Our View

Missouri lawmakers should comply with the Sunshine Law. They should have been following the law all along, but had insisted they were exempt from it. Voters added the Clean Missouri amendment to the Missouri Constitution to make it clear state lawmakers must adhere to it.

Except they haven’t.

On Oct. 23, a government watchdog group filed a lawsuit in an attempt to force the House to follow the law. The lawsuit in Cole County Circuit Court challenges the House rule passed in January that allows representatives to essentially ignore the amendment.

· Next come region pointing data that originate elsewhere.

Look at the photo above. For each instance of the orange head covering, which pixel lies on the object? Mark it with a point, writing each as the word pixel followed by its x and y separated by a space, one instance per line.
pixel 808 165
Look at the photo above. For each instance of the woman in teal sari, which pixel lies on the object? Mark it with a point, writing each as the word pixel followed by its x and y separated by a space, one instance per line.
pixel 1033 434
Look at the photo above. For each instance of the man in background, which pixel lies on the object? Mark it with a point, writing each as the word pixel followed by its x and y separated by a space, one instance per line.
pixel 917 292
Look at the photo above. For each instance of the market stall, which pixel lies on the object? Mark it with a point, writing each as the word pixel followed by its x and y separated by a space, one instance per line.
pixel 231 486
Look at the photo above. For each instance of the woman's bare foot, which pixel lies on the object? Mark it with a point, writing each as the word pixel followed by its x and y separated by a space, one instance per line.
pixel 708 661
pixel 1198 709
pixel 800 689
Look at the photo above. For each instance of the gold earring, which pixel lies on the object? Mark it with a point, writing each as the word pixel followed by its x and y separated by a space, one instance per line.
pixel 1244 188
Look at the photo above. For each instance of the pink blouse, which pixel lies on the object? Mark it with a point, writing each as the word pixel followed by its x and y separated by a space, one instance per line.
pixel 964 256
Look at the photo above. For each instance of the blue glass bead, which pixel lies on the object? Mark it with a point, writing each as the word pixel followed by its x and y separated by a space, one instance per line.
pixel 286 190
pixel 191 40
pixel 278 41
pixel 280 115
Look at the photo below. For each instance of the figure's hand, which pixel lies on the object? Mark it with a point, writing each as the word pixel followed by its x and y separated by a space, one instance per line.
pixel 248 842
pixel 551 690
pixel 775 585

A state lawmaker has also asked Attorney General Eric Schmitt for an opinion on whether House members are acting within the law when they redact names, addresses and other information of people who emailed lawmakers. Such requests of the attorney general are not unusual, but Schmitt, who received the request in March, appears slow in responding to this one.

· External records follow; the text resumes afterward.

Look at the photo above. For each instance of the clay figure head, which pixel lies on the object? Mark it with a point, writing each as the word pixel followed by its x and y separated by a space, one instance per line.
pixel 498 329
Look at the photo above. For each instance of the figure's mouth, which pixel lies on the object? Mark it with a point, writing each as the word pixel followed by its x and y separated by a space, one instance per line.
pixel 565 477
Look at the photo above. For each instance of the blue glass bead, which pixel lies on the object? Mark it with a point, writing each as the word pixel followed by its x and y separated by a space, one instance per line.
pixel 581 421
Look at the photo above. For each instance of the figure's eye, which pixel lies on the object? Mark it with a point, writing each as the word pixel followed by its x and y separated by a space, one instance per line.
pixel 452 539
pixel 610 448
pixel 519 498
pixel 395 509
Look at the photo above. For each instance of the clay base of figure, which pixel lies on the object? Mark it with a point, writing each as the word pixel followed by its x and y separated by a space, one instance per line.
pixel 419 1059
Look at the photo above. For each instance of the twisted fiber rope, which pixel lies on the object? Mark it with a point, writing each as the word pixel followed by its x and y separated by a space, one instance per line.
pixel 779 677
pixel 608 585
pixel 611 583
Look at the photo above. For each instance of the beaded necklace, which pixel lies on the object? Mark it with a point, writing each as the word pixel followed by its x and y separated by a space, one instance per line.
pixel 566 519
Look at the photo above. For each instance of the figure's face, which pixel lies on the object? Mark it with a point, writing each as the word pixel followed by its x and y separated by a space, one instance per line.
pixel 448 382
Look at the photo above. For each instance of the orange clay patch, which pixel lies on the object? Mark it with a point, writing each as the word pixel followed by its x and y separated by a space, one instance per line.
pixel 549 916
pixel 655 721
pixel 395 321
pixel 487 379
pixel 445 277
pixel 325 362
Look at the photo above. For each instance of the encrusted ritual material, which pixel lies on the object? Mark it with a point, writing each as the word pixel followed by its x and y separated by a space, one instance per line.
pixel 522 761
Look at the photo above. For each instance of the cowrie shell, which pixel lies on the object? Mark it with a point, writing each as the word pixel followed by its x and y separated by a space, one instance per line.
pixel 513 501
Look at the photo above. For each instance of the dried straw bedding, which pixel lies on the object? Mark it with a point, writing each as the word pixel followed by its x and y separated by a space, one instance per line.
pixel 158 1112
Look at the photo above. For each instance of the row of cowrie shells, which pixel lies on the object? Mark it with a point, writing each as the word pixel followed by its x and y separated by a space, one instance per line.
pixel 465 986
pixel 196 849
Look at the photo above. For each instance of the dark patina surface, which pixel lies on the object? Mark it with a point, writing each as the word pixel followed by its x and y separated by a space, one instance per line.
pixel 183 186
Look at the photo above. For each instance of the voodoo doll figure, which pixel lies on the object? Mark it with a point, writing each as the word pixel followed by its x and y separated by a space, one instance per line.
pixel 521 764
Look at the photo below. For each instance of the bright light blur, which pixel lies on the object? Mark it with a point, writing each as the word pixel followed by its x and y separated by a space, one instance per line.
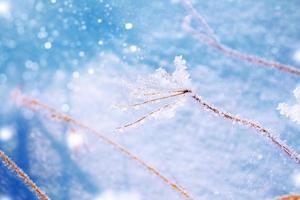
pixel 6 134
pixel 4 8
pixel 296 179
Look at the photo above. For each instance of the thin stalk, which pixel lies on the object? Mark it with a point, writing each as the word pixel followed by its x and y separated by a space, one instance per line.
pixel 35 105
pixel 23 176
pixel 254 125
pixel 208 37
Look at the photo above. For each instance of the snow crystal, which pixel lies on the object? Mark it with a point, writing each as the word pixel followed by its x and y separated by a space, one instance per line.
pixel 291 111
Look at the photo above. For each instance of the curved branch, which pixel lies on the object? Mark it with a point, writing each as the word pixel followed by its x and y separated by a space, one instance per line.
pixel 209 38
pixel 245 122
pixel 23 176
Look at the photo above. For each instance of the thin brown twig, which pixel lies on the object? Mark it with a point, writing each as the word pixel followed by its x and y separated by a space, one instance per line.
pixel 144 117
pixel 23 176
pixel 209 38
pixel 263 131
pixel 175 94
pixel 35 105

House Rule 127 states: “Members may keep constituent case files, and records of the caucus of the majority or minority party of the House that contain caucus strategy, confidential. Constituent case files include any correspondence, written or electronic, between a member and a constituent, or between a member and any other party pertaining to a constituent's grievance, a question of eligibility for any benefit as it relates to a particular constituent, or any issue regarding a constituent's request for assistance.”

That rule should not stand. The Sunshine Law is important to curb — or at least reveal — the dirt in the often dirty business of politics.

Lawmakers get a lot of correspondence, but some of it purports to be grassroots email when it is really Astro Turf. For a long time, advocacy groups have written form letters then urged constituents to copy letters or more frequently “click here” to send emails to lawmakers and others. There have even been schemes to incentivize the prefab email passion through rewards — unlawfully.

The latest spin on the pseudo grassroots campaign cuts the constituent out of the process altogether by spoofing email addresses so the purported sender doesn’t know anything about the missive.

That appears to have been the case in a number of Astro Turf campaigns in the last few years, and the St. Louis Post-Dispatch reported that it is suspected in a 2018 campaign to urge Missouri lawmakers to pass legislation to make it harder for consumers to file negligence suits against out-of-state companies.

But how will we discover the spoofed emails if we cannot know that lawmakers are receiving them?

We look forward to the court’s verdict, but the attorney general should stop delaying and render an opinion in the matter.

Better yet, lawmakers should rescind the rule and comply with the will of the people of Missouri.